Prince’s fashion — his purple velvet jackets, skintight pants, heeled boots, coifed hair and spiritual symbols — don’t instruct us about the gender of Prince the man, just as his lyrics don’t actually tell us what kind of sex he was having. But his clothes, his lyrics, and his presence can inform our perceptions of who has the right to which clothes and of how masculinity and femininity can intertwine, if we will them to do so. Most importantly, no matter what he wore, he was always Prince: Instantly recognizable, endlessly desirable, and a singularly talented artist.
We have lost Bowie and Prince in the same quarter year, and I wonder what this means for the future of androgyny — who will we femme-hearted gender weirdos turn to for inspiration and assurance? I hope these losses will fuel, rather than dim, the louder vocalization of our collective, inalienable right to exist in our bodies in the world and make them look however we want them to look.

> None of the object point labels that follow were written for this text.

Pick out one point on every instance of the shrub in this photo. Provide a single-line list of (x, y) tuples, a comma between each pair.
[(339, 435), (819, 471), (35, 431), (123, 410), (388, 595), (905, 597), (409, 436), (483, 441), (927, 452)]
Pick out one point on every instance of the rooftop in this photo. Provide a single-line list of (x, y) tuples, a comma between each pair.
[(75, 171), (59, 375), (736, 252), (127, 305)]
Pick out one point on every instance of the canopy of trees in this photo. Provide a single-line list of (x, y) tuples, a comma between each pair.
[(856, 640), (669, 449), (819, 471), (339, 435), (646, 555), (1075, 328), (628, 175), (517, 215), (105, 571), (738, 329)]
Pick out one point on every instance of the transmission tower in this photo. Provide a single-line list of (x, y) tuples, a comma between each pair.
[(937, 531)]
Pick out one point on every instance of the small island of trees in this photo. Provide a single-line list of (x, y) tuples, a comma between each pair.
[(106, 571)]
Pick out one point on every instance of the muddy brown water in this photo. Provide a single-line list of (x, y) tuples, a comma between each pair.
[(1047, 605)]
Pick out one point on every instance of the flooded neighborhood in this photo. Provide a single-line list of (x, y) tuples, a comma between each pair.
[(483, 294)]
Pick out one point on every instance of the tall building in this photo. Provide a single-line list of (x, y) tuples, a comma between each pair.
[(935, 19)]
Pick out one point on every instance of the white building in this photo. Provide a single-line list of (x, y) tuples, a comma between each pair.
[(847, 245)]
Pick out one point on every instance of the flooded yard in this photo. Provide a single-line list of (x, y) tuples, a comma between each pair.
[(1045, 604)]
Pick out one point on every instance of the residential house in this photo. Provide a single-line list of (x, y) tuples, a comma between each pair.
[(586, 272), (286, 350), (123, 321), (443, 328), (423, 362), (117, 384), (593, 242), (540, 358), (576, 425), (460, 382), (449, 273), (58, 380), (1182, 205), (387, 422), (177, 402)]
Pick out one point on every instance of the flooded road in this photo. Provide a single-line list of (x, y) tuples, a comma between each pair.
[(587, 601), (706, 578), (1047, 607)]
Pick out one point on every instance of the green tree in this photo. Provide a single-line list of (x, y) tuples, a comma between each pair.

In the coming days, the internet will produce endless think pieces and personal reflections about Prince’s impact on art, fashion, sexuality and the music business. Few artists reached people the way Prince did, and we can only begin to imagine the rippling impact his legacy will create in the future. At the moment of his death, we should revel in all he gave us. We should dance, we should wear too much (and yet exactly the right amount of) eyeliner, and we should remember.
My most important Prince memory comes from one of the last times I went on a date with a straight man. He was fine, an unremarkable dude with decent taste in music. We were at my favorite honky tonk and the blues band started in on a cover of Purple Rain. Let’s dance! I implored. He didn’t move. You can’t sit down during Prince, I explained. He didn’t know the song and insisted he didn’t know how to dance to it, and I promised his body would show him the way. It didn’t work out because he didn’t want to get it. It dawned on me that I deserved more than basic. That moment proved to be a starting point for my discovery that the consequences on my soul of trying to normalize my gender and sexuality were enormous and that I was failing anyway.
Prince — the musician, the icon, the gender-bending dreamboat — taught me that the best and only thing I can be is exactly whatever I am. It doesn’t have to make sense to anyone else as long as it keeps me alive and sparkling.
In “7,” Prince sings:
I am yours now and you are mine
And together we’ll love through all
space and time,
so don’t cry.”
So I won’t cry. I’ll just turn up Purple Rain and find some ruffles.